How AI Text Detectors Are Trained
Most classifiers are developed based on classifier models, which are trained on vast paired datasets of human and AI-generated text. The model is able to identify the difference between the two categories and then apply the learned differences to new texts. This is highly dependent on the quality and diversity of the training dataset used.
Where Text Detectors Struggle
False positives are quite frequent when using AI detectors in certain specific scenarios where the false positive issue is quite clear:
- Text produced by non-native English speakers may be less bursty and more structured, leading to false positives as it is detected as AI writing.
- Text generated by an AI, heavily edited and paraphrased with an aid such as QuillBot’s paraphrasing tool, may fail the detector despite being created using the AI initially.
- Short samples of text are more difficult to grade as there are fewer statistical indicators that can be relied on to detect AI writing, such as perplexity and burstiness.
- Language models have improved in recent years to create more natural language and vary the output.

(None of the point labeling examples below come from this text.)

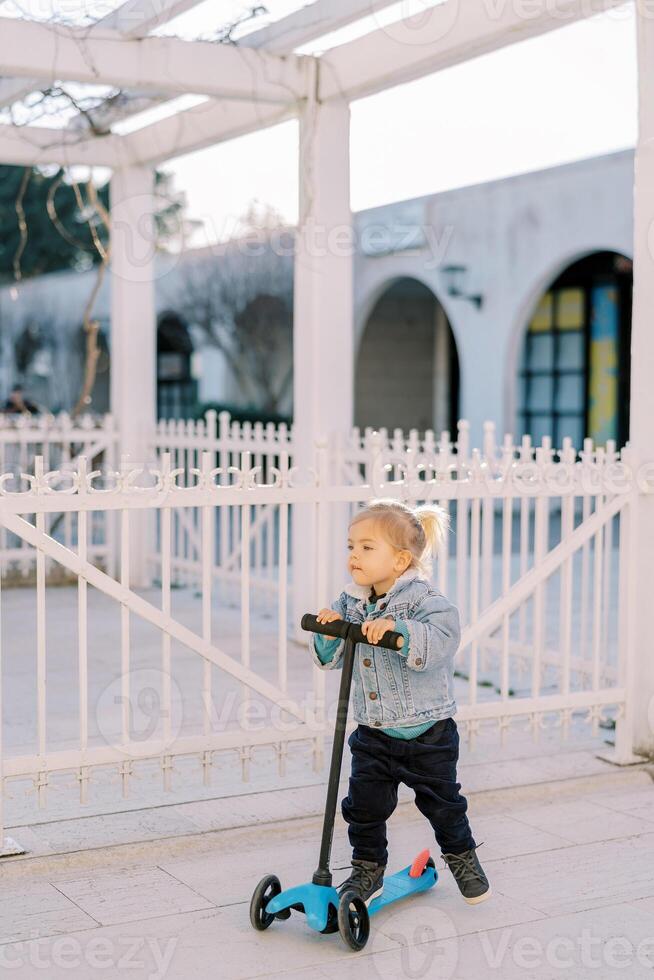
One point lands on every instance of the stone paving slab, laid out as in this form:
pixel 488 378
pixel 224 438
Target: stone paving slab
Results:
pixel 178 907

Text Detection Accuracy in Context
Currently, there is no benchmark, accepted by all, which can be used to evaluate the performance of various providers of AI text detectors. Furthermore, the self-declared accuracy rate of text detectors can differ substantially and cannot be confirmed externally. Therefore, almost every piece of advice in this regard suggests that any individual detector’s score should be considered a probability assessment and not a definitive outcome especially in situations where there might be serious consequences involved.
Common AI Text Detector Tools
Originality.ai
Tailored mainly to publishers and content creators, focusing on batch processing, team reporting, and integration into the editing process.
GPTZero
It is one of the first text classifiers that was extensively used and gained popularity in academia, characterized by the use of perplexity and burstiness measures along with sentence scoring.
ZeroGPT
Text detector that is free and easy to use for fast individual testing purposes.
Scribbr
Academic writing oriented, with the focus on the provision of a free text checker designed especially for students when reviewing their essays.
Grammarly and QuillBot
Both integrate text detection technology into the overall writing assistant platform.
How Text Detectors Are Typically Used
1. Academic Integrity Review
One of the factors that institutions consider as inputs during their assessment of AI-generated writing is the text detection software.
2. Editorial Quality Control
Publishing companies and content teams check for AI-generated content in the form of articles that have been submitted to them before being published.
3. Individual Self-Checking
The authors themselves often check their writing using a free detector before submission or publication just to be on the safe side.

Bottom Line
An AI text detector analyzes the statistical characteristics of the language used, including perplexity, burstiness, and token probability to assess the likelihood that the language model has generated the text. The technology is well-developed nowadays, but there is no AI detector at the moment which guarantees the results’ validity, so the possibility of a false positive exists especially for non-native speakers and highly-edited AI texts.